Jürgen Klopp has explained why he’s spoken a little bit less to close friend David Wagner this week as the duo prepare to go head-to-head on the touchline when Liverpool take on Huddersfield Town at Anfield on Saturday.

The Reds boss is delighted to have the opportunity to come up against his old pal in the Premier League, but admits they’ve had to place their relationship on pause as they both set about preparing their sides.

“It was not as much as it is in other weeks, to be honest,” Klopp said when asked how much he’d chatted to Wager this week.

“After our games, we had a little chat on Monday and then on Monday again, but then it was clear from both of us it will not be more. I didn’t ask him how he will line-up, he didn’t ask me. I didn’t ask him will you play like against Man United or like you played against West Ham or whatever.

“It’s exciting, 100 per cent, as you can imagine. I am really happy about this that we play now against each other in the Premier League, nobody would have expected that 20 or 30 years ago, so that makes it even nicer.

“I’ve said it a few times this week because I’ve had to speak a lot about it, but when I was young, when I was a kid, I played all the time against my best friends and I enjoyed nothing more than winning against my best friends!

“He is my best friend and we have a real close relationship but it changes nothing for the game.”

Klopp and Wagner’s friendship began when the pair played together for FSV Mainz 05 back in the early 1990s.

They later became managerial colleagues at Borussia Dortmund before both journeyed west to take up roles in England.

Nevertheless, Klopp insists their relationship will have no bearing on tomorrow’s Anfield contest.

“I know how they want to play tomorrow but that’s not because I know David, it’s nothing to do with that,” he explained. “Our personal relationship, I think it’s a special story so I have no problem that people think it’s a special story, but that’s all.

“Our friendship will last for the rest of our lives, whatever happens in this game. I want to win that game and that means we have to beat Huddersfield and that’s it. I know him well him enough to know he thinks exactly the same, so I have no problem with that, that’s how it is all the time.

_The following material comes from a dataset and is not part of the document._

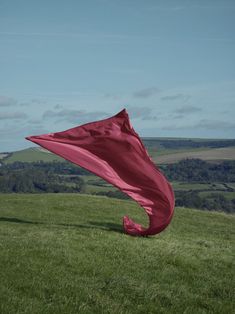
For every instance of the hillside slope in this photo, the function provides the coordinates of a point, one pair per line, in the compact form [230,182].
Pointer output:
[68,254]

“Nothing that we will say to each other in the game will stay a second longer in our minds after the final whistle. We played together and I said worse things to him than any other person in the world and we are still friends, so that’s not a problem. I was the defender and he was the skilled striker with not the perfect attitude, so I helped him a little bit.

“Now I can’t help him and I don’t have to and that’s good. In the game, 90 minutes, 95, nothing to do with our friendship; before, yes, and afterwards, 100 per cent.”